Eine unzulässige Wahlbeeinflussung liegt vor, wenn staatliche Stellen im Vorfeld der
Wahl in mehr als nur unerheblichem Maße parteiergreifend auf die Bildung des Wählerwillens eingewirkt haben, wenn private Dritte, einschließlich der Parteien und einzelner Kandidaten, mit Mitteln des Zwangs oder Drucks die Wahlentscheidung beeinflusst haben oder wenn in ähnlich schwerwiegender Art und Weise auf die
Wählerwillensbildung eingewirkt worden ist, ohne dass eine hinreichende Möglichkeit
der Abwehr, zum Beispiel mit Hilfe der Gerichte oder der Polizei, oder des Ausgleichs, etwa mit Mitteln des Wahlwettbewerbs, bestanden hätte (vgl. BVerfGE 103,
111 <132 f.>).
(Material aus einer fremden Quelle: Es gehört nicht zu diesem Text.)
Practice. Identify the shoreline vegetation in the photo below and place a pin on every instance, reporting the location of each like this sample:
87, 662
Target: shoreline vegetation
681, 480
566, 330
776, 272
Einer Bewertung der vom Beschwerdeführer beschriebenen Wahlkampfäußerungen von Regierungsmitgliedern zur seinerzeitigen Haushaltslage des
Bundes, zur Einhaltung der Defizitgrenze der Europäischen Union, zur finanziellen
Situation der gesetzlichen Kranken- und Rentenversicherungen, zu Steuererhöhungen, zur Beteiligung am Irakkrieg und zur Abschaltung eines Atomkraftwerks anhand
der aufgezeigten Maßstäbe bedarf es nach Ablauf der Wahlperiode nicht mehr, da es
sich um in der Vergangenheit liegende, situationsbezogene Aussagen handelt.

36

III.
Diese Entscheidung ist einstimmig ergangen.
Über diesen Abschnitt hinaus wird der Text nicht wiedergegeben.